At least two other Tri-State co-ops have also expressed frustration with Tri-State’s slow-to-bend path. Directors of Fort Collins-based Poudre Valley Rural Electric Association in September unanimously adopted a resolution that called for Tri-State to “work expeditiously in a transparent process to determine if significant cost savings are achievable by adjusting Tri-State’s fuel mix.”

In southwestern Colorado, La Plata Electric Association in November hired the consulting team of  Enchantment Energy and Rio Energy of Albuquerque to study the wholesale power contract between the co-op and Tri-State, and the consulting firm Energy Strategies of Salt Lake City to study the wholesale power marketplace.

“We continue to hear our consumer-members say that local renewable generation is important to them, and for that, we need flexibility to help fulfill their and our expectations,” said Ron Meier, manager of engineering and member relations for La Plata.

The election of Jared Polis as Colorado governor may factor into the approaches taken by Colorado utilities in registering their discontent with Tri-State.
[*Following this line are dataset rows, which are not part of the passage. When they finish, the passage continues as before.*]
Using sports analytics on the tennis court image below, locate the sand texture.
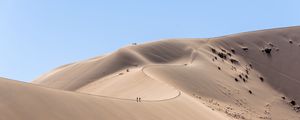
[0,27,300,120]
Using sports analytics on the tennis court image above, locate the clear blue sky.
[0,0,300,81]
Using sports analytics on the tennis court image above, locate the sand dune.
[0,27,300,120]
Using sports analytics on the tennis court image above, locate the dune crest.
[0,27,300,120]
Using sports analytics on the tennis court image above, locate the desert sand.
[0,27,300,120]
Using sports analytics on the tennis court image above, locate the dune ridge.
[0,27,300,120]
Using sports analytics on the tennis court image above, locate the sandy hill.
[0,27,300,120]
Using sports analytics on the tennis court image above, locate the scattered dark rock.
[230,58,239,64]
[264,48,272,54]
[218,52,227,59]
[231,49,235,54]
[227,53,232,57]
[239,75,243,79]
[249,64,253,68]
[290,100,296,106]
[259,77,264,82]
[211,48,217,54]
[221,49,226,53]
[242,47,249,51]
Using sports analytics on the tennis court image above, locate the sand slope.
[0,27,300,120]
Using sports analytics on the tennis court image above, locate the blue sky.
[0,0,300,82]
Polis campaigned on a pledge to push Colorado toward 100 percent renewables by 2040. In remarks last week about Xcel Energy’s new lower-carbon goals, Polis specifically mentioned working with “electrical co-ops to meet climate change goals.”

Editor’s note: An earlier version of this story misidentified the consulting firms that worked with La Plata Electric Association. 

Allen writes about energy, water and other topics from a base in metropolitan Denver. He began writing about energy, the climate, and their relationship in 2005.